- Ponikve Location in Slovenia
- Coordinates: 45°50′42.83″N 15°38′24″E﻿ / ﻿45.8452306°N 15.64000°E
- Country: Slovenia
- Traditional region: Lower Carniola
- Statistical region: Lower Sava
- Municipality: Brežice

Area
- • Total: 5.24 km^{2} (2.02 sq mi)
- Elevation: 376.4 m (1,235 ft)

Population (2020)
- • Total: 104
- • Density: 19.8/km^{2} (51.4/sq mi)

= Ponikve, Brežice =

Ponikve (/sl/) is a settlement in the Municipality of Brežice in eastern Slovenia, close to the border with Croatia. The area is part of the traditional region of Lower Carniola.
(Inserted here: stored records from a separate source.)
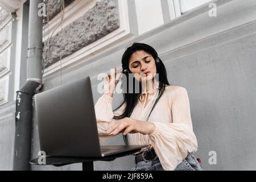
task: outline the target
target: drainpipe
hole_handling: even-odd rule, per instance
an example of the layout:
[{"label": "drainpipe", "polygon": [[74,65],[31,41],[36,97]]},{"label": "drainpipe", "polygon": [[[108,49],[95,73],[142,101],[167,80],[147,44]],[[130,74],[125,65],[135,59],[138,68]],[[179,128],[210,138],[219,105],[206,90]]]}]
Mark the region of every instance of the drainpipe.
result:
[{"label": "drainpipe", "polygon": [[16,93],[13,170],[30,170],[32,97],[42,86],[42,17],[38,6],[42,0],[30,2],[27,82]]}]

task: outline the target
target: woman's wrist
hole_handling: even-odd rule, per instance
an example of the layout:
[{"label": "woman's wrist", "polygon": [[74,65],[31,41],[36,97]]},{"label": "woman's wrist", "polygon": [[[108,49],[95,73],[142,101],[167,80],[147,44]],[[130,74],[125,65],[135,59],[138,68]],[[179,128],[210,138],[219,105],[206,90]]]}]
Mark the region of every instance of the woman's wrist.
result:
[{"label": "woman's wrist", "polygon": [[113,98],[113,93],[104,93],[104,95],[106,96],[109,96],[112,98]]},{"label": "woman's wrist", "polygon": [[148,122],[149,128],[148,128],[148,135],[151,135],[155,131],[155,125],[154,123],[151,122]]}]

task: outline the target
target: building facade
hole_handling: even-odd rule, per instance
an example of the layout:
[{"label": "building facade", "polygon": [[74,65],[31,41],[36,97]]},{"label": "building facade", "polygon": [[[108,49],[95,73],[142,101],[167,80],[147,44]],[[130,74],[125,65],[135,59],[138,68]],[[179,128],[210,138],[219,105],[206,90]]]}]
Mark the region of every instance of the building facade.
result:
[{"label": "building facade", "polygon": [[[43,91],[121,68],[126,48],[158,51],[171,84],[188,91],[206,170],[255,170],[256,2],[254,0],[48,0],[43,31]],[[13,169],[15,92],[27,80],[29,1],[0,3],[0,169]],[[42,6],[43,7],[43,6]],[[122,101],[115,94],[113,109]],[[34,113],[31,159],[40,151]],[[28,141],[30,142],[30,141]],[[119,135],[102,144],[123,144]],[[95,170],[129,170],[134,157],[96,162]],[[33,170],[80,170],[81,164]]]}]

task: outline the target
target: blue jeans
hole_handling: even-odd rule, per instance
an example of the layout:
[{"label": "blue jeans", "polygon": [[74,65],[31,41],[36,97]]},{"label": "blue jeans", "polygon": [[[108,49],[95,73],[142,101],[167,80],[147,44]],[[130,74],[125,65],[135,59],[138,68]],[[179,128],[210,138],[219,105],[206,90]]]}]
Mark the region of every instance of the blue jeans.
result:
[{"label": "blue jeans", "polygon": [[[174,171],[203,171],[202,165],[192,154],[188,154],[187,157],[177,166]],[[164,171],[159,159],[138,163],[131,171]]]}]

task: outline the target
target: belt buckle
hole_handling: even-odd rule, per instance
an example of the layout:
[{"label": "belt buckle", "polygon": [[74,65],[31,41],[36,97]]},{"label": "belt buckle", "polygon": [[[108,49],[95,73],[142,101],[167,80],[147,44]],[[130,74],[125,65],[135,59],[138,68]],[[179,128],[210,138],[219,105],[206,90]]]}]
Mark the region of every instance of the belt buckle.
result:
[{"label": "belt buckle", "polygon": [[146,150],[145,150],[143,152],[142,152],[142,159],[143,159],[143,160],[144,161],[144,162],[150,162],[150,161],[152,161],[152,160],[156,160],[157,158],[158,158],[158,155],[156,155],[156,156],[155,157],[155,158],[154,158],[153,159],[150,159],[150,160],[147,160],[147,159],[145,159],[145,152],[149,152],[149,151],[150,151],[151,150],[152,150],[152,149],[151,148],[148,148],[148,149],[146,149]]}]

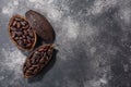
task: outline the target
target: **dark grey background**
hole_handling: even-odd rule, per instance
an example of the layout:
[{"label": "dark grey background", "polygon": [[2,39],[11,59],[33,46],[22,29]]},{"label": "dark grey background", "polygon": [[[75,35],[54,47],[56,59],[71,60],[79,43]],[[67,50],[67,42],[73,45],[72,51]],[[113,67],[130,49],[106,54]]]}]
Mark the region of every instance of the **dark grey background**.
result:
[{"label": "dark grey background", "polygon": [[[31,9],[53,26],[58,52],[26,79],[8,23]],[[131,87],[131,0],[0,0],[0,87]]]}]

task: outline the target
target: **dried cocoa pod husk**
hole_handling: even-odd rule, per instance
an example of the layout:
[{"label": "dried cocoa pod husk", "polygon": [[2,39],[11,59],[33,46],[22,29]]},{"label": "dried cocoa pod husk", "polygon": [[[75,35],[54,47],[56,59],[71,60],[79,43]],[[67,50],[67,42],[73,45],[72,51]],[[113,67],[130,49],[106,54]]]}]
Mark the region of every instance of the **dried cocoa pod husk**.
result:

It is now included with the rest of the municipality in the Lower Sava Statistical Region.

==Name==
The name Ponikve is a plural form derived from the word ponikva 'influent stream' or 'sinkhole' (into which such a stream disappears). In its plural form it refers to a gently rolling landscape consisting of the basins of an influent stream. Like other villages named Ponikve and similar names (e.g., Ponikva), it refers to a local landscape element.

==Church==
The local church is dedicated to Saint James and belongs to the parish of Velika Dolina. It was built in the 17th century.